Data Science Workflow: From Problem to Solution – A Complete Step-by-Step Journey for Beginners

9.21K 0 0 0 0

📗 Chapter 3: Data Cleaning and Preprocessing

Transforming Raw Data into Machine Learning Gold


🧠 Introduction

Once your data is collected, it’s rarely ready for immediate use. It’s messy. It’s inconsistent. It has missing values, errors, and misaligned types. That’s why data cleaning and preprocessing is a cornerstone of every data science workflow.

It’s said that 70-80% of a data scientist's time goes into cleaning and preparing the data.

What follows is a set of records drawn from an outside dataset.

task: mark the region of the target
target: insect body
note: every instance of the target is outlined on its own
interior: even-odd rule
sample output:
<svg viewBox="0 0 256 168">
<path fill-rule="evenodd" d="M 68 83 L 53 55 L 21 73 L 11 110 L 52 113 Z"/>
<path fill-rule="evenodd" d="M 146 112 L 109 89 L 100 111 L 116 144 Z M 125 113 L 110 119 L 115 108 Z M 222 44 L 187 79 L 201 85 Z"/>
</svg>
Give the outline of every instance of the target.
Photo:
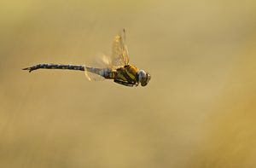
<svg viewBox="0 0 256 168">
<path fill-rule="evenodd" d="M 105 67 L 92 67 L 81 65 L 62 65 L 62 64 L 38 64 L 24 68 L 29 72 L 38 69 L 67 69 L 84 71 L 89 80 L 96 80 L 92 74 L 102 78 L 113 79 L 115 83 L 125 86 L 146 86 L 151 77 L 149 73 L 143 70 L 139 70 L 136 67 L 129 64 L 128 50 L 125 44 L 125 30 L 122 35 L 116 35 L 113 42 L 113 55 L 110 59 L 102 55 L 102 60 Z"/>
</svg>

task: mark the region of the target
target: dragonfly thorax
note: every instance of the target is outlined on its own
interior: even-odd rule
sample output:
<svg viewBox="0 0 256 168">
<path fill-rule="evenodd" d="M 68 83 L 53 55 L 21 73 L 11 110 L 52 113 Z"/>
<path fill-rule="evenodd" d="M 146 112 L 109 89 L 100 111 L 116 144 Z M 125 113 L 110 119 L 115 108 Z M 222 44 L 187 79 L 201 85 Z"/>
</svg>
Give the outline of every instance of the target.
<svg viewBox="0 0 256 168">
<path fill-rule="evenodd" d="M 137 76 L 138 76 L 138 82 L 141 83 L 142 86 L 146 86 L 151 77 L 148 72 L 146 72 L 144 70 L 139 70 L 137 72 Z"/>
</svg>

And for good reason — clean data leads to accurate models.

This chapter walks you through:

  • Handling missing data
  • Fixing data types and formatting
  • Dealing with duplicates
  • Encoding categorical values
  • Scaling and normalizing features
  • Treating outliers
  • Preparing your dataset for modeling

By the end, you’ll understand how to turn raw, chaotic data into something usable and valuable for machine learning and analytics.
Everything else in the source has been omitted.